Après son départ de 1894, mû avant tout par sa foi défaillante, sessupérieurs et sa famille vont réussir à le rapatrier au monastère du Très-Saint-Sacrement de Montréal, érigé en grande partie grâce aux dons de sa famille. Il y vécut comme un fantôme jusqu’à son exil définitif vers les États-Unis en 1903. Il y mena une existence parallèle à la communauté, ne participant à aucune activité religieuse, ne célébrant plus la messe. Il rédigea, dirigea et imprima cependant la revue de piété eucharistique de sa communauté et publia des essais littéraires et des poèmes dans quelques journaux montréalais sous divers pseudonymes. C’est à ce moment qu’il connut le jeune prodige Émile Nelligan, poète du quartier et vedette de l’École littéraire de Montréal, à laquelle participait également Dantin. Il semblait avoir tout à fait perdu la foi; mais il avait gardé une forte culture classique et vivante qui put soutenir au plan littéraire le jeune poète. Ils se lièrent d’une amitié solide et l’internement de Nelligan en 1897 jeta Dantin dans une profonde mélancolie: «ce fut la grande amitié littéraire, pour ne pas dire amitié toute simple, de la vie de Dantin, et que son tragique dénouement l’avait laissé à jamais broyé dans l’âme» (selon le témoignage de Rosaire Dion-Lévesque, p. 217). Il put tout juste commencer l’édition des poésies de Nelligan sur la presse de sa communauté avant son départ précipité vers les États-Unis, puisque sa maîtresse Clotilde Lacroix était enceinte de son enfant. Il sauva l’œuvre poétique à défaut de pouvoir sauver son ami.

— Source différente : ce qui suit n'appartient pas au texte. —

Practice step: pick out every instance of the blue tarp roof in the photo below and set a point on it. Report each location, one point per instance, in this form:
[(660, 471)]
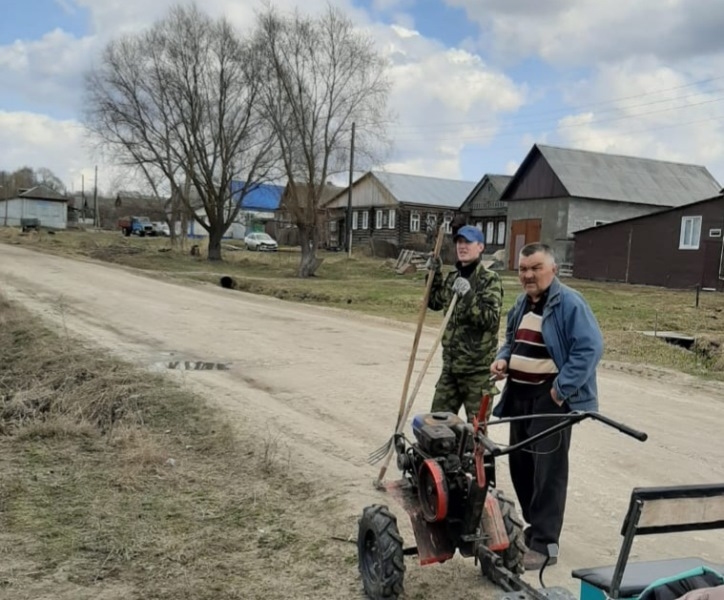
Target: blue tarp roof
[(265, 197)]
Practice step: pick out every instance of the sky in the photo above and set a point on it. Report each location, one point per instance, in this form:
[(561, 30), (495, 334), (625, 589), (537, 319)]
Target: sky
[(475, 83)]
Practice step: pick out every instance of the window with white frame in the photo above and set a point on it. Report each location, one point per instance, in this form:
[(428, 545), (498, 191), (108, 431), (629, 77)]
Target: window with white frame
[(431, 222), (490, 232), (690, 233), (414, 221)]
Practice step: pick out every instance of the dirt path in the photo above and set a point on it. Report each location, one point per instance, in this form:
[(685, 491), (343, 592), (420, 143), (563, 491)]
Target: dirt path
[(332, 380)]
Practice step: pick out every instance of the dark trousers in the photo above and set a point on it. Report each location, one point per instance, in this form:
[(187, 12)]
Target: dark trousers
[(539, 472)]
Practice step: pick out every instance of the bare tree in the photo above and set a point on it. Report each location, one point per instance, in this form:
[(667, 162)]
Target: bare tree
[(181, 101), (321, 77), (46, 177)]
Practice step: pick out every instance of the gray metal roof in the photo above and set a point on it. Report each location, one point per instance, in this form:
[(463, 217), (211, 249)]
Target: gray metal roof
[(602, 176), (499, 182), (42, 192), (427, 191)]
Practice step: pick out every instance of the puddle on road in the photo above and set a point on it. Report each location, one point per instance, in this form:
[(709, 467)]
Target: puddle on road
[(192, 365)]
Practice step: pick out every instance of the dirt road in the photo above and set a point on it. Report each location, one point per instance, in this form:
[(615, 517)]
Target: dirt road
[(333, 380)]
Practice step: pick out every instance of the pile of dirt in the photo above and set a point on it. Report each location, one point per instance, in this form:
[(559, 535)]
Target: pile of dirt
[(710, 347)]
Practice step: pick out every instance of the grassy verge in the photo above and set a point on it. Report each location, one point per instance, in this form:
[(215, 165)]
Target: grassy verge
[(118, 484), (370, 286)]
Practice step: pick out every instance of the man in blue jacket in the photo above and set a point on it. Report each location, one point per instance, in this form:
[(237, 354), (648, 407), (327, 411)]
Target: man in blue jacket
[(552, 346)]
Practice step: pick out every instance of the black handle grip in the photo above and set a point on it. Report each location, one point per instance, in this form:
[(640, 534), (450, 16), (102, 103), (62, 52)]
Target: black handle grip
[(639, 435), (489, 444)]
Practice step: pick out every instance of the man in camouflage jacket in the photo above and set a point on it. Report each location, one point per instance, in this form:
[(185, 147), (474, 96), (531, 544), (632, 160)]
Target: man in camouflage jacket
[(470, 340)]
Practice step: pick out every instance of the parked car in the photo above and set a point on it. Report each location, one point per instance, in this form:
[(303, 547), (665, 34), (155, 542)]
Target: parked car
[(261, 241), (140, 226), (161, 228)]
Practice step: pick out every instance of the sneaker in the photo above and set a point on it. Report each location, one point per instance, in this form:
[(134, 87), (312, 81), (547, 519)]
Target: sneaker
[(533, 560)]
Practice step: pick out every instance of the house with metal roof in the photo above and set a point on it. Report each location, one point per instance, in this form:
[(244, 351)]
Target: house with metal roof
[(40, 202), (484, 209), (558, 191), (399, 209), (680, 247)]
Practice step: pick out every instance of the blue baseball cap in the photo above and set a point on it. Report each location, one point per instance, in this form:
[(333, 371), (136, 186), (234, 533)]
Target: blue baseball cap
[(471, 234)]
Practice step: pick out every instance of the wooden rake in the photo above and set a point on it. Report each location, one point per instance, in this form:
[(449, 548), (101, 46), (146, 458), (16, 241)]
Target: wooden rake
[(385, 451)]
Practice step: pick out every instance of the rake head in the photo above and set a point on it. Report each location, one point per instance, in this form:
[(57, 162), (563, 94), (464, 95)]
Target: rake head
[(381, 452)]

Cet exil sera définitif: rejeté par sa communauté religieuse, déshérité par sa famille, mis au ban de l’Église, il dut même fuir la province de Québec et trouva refuge dans la région de Boston où il exerça le métier de typographe jusqu’à sa retraite tardive en 1938: «un état d’esclavage» (p. 372). Sa maîtresse ne lui resta pas fidèle et il versa dans une grande déréliction religieuse, sentimentale et intellectuelle. Il n’assista plus jamais à un office religieux; il vécut et éleva son fils Adéodat (fils du péché comme celui de saint Augustin) dans une complète indifférence religieuse. C’est un cas d’apostasie religieuse pure qui ne fut pas réellement motivée par un problème sentimental, car Dantin expliqua qu’il n’aimait pas vraiment Clotilde Lacroix et qu’elle fut plutôt un bon prétexte pour le libérer de sa communauté religieuse. Il continua à écrire, avec des éclipses, de bons essais de critique littéraire, des poèmes et des œuvres de fiction, destinés surtout aux journaux du Canada français, et il guida toute une génération de jeunes écrivains comme Alfred DesRochers, Germain Beaulieu et Rosaire Dion-Lévesque. Il mena une vie sentimentale désordonnée, fréquentant des maîtresses originales qui étaient souvent ses ménagères. Il mourut dans une grande solitude dans un foyer de Cambridge. Mgr Richard Cushing, archevêque de Boston, a montré une belle charité sacerdotale en lui rendant régulièrement visite dans les derniers mois de sa vie, mais le vieux mécréant résista aux exhortations du prélat: «Monseigneur est si bon pour moi, mais je sens qu’il va me parler d’un sujet déplaisant et moi j’aime la tranquillité. Tout cela a été réglé il y a des années, définitivement et sans retour» (confidence à son ami Gabriel Nadeau, p. 404). Eugène Seers fut enterré de façon strictement laïque le 29 janvier 1945 au cimetière Evergreen de Brighton, au Massachusetts. La biographe a retrouvé dans ses papiers personnels ce texte de nature testamentaire qui résume bien son itinéraire: «J’ai vécu en dehors de la société, de toutes les sociétés. Autant dire en dehors de cette planète. J’ai été un mystique sensualiste, un chrétien sans Messie, un passionné à froid, un poète rêveur logicien, un révolutionnaire épris d’ordre […]. Quel mélange!» (p. 412).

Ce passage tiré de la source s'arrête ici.